Rate-limiting access to arbitrary resources
Reddit’s /u/dummkopfRobot asked the following question:
So here’s the problem. I have a service deployed in the cloud which is running multiple instances. In that service, I’m running a cron job to select from a table. Because there are multiple instances, they will all run this select query but I only want the first instance that makes the call to get any results. Is there a way to only get the query results for the first instance that ran the query and maybe lock that query for a few seconds so the other instances won’t get any results from that select? Sorry for my poor wording…

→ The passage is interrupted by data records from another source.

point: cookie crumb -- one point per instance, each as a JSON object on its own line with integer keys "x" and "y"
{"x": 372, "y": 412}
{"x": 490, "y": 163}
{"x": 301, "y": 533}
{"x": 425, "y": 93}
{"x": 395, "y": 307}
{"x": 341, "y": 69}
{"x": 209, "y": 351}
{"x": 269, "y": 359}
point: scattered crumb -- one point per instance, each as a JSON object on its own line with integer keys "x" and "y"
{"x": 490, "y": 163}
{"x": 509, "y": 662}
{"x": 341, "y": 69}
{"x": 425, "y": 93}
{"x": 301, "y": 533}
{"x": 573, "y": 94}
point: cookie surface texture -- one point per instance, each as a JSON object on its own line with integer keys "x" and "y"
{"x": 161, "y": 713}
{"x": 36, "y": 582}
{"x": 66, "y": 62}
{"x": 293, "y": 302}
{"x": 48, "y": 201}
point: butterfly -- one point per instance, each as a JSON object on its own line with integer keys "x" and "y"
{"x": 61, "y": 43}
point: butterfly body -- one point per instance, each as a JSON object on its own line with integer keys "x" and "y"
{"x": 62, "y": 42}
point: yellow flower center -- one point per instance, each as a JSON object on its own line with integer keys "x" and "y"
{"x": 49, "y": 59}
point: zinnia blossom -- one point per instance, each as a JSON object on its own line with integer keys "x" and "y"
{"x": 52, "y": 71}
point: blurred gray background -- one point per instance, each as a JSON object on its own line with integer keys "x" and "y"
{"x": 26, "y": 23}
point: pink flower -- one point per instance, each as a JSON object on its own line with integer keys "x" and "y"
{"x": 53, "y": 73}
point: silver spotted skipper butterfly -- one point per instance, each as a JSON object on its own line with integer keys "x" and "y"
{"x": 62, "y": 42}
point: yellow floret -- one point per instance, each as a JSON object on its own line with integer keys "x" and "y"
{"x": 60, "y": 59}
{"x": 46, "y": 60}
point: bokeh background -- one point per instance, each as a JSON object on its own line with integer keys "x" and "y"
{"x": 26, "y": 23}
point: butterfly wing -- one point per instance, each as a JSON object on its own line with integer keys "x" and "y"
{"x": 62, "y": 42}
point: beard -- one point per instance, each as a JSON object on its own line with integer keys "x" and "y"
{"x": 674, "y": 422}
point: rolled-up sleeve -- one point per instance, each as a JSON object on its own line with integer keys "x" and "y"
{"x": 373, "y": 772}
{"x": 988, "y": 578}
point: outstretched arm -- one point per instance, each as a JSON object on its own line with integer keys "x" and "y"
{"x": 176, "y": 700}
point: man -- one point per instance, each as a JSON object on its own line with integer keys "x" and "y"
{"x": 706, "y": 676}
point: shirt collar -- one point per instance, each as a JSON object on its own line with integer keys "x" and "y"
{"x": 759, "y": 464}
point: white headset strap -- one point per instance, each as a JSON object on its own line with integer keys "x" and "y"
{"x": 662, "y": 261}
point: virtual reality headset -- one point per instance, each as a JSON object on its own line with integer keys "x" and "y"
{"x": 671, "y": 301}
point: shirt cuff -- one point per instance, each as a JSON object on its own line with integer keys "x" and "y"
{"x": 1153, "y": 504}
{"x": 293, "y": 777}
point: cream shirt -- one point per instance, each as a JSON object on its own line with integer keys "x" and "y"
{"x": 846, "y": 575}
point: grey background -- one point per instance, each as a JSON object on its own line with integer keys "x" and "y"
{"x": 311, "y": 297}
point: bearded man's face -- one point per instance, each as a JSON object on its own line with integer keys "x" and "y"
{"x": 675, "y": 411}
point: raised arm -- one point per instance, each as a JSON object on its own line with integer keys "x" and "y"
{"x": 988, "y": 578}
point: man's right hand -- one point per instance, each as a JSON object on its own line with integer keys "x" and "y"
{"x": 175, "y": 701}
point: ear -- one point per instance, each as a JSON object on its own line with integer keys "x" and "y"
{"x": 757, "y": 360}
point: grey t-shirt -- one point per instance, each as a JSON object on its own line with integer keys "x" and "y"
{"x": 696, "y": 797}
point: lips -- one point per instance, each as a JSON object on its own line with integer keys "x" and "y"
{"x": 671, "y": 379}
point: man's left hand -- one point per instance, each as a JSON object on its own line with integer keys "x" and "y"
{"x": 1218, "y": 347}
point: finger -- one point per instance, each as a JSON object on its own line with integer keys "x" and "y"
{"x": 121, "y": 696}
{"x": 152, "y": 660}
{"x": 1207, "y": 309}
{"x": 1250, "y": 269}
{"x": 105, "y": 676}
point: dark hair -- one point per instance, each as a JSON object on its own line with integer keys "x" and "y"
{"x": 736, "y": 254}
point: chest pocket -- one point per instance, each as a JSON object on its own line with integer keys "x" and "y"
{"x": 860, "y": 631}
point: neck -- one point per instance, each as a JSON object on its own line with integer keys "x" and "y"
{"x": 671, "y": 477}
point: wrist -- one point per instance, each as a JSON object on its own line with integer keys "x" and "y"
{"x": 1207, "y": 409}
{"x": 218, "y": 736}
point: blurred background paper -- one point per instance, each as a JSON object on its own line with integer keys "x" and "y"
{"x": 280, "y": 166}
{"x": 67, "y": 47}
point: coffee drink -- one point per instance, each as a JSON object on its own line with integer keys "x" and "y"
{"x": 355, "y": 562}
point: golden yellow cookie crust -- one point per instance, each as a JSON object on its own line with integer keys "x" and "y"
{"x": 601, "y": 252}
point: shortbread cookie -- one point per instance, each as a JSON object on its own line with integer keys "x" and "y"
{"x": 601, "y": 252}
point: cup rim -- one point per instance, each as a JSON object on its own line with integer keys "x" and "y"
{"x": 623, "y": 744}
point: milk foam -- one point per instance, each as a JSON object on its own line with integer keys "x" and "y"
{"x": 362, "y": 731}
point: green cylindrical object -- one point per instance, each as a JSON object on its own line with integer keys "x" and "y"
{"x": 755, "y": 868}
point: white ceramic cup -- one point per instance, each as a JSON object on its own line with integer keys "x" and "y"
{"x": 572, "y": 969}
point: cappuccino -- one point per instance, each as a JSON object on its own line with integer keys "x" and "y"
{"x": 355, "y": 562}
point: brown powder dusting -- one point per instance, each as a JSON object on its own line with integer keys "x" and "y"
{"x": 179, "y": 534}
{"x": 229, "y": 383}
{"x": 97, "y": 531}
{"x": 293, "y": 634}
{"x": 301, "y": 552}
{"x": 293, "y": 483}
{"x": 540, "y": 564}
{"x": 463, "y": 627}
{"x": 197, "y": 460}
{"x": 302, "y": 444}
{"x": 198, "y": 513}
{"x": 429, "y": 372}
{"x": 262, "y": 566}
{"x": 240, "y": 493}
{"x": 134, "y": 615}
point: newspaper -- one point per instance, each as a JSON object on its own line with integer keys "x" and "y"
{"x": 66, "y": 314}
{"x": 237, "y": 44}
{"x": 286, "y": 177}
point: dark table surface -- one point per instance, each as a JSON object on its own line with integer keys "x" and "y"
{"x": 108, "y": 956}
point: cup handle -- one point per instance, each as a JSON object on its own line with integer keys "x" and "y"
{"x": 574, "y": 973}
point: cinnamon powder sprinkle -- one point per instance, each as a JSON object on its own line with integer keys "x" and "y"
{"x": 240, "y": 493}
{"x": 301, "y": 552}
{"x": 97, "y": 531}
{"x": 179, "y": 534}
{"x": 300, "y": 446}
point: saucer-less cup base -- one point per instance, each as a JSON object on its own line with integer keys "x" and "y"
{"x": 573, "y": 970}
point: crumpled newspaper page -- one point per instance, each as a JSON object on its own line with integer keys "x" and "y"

Here is a possible solution which uses an enumerated type and a table to model resources to rate-limit, plus then a boolean stored function used to attempt to ‘lock’ the given resource on behalf of a given process, returning true only if the caller is the first caller to do so in the configured minimum delay interval. It is expected that the caller would then
COMMIT the transaction as soon as possible, at which time the semantic lock would still be honored. If more than one concurrent transaction has attempted to lock the same resource, the subsequent caller(s) will immediately be denied regardless of if/when the session having made the successful call ultimately ends with
As a convienence, the system both does some basic modeling of the resource in question, allows for different throttle expirations per resource, and for operations monitoring records both when the resource was last locked, and a comment describing who, such as allowing for recording the hostname or process id of the machine/process which last succeeded given OPs ‘possible thundering herd’ scenario. Perhaps OP ends up having multiple machines running the same crontab, or perhaps a pool of webserver processes and an expensive query with results fronted by Redis, but wants to guarantee that at most one webserver process or thread rebuilds the cached value once per interval.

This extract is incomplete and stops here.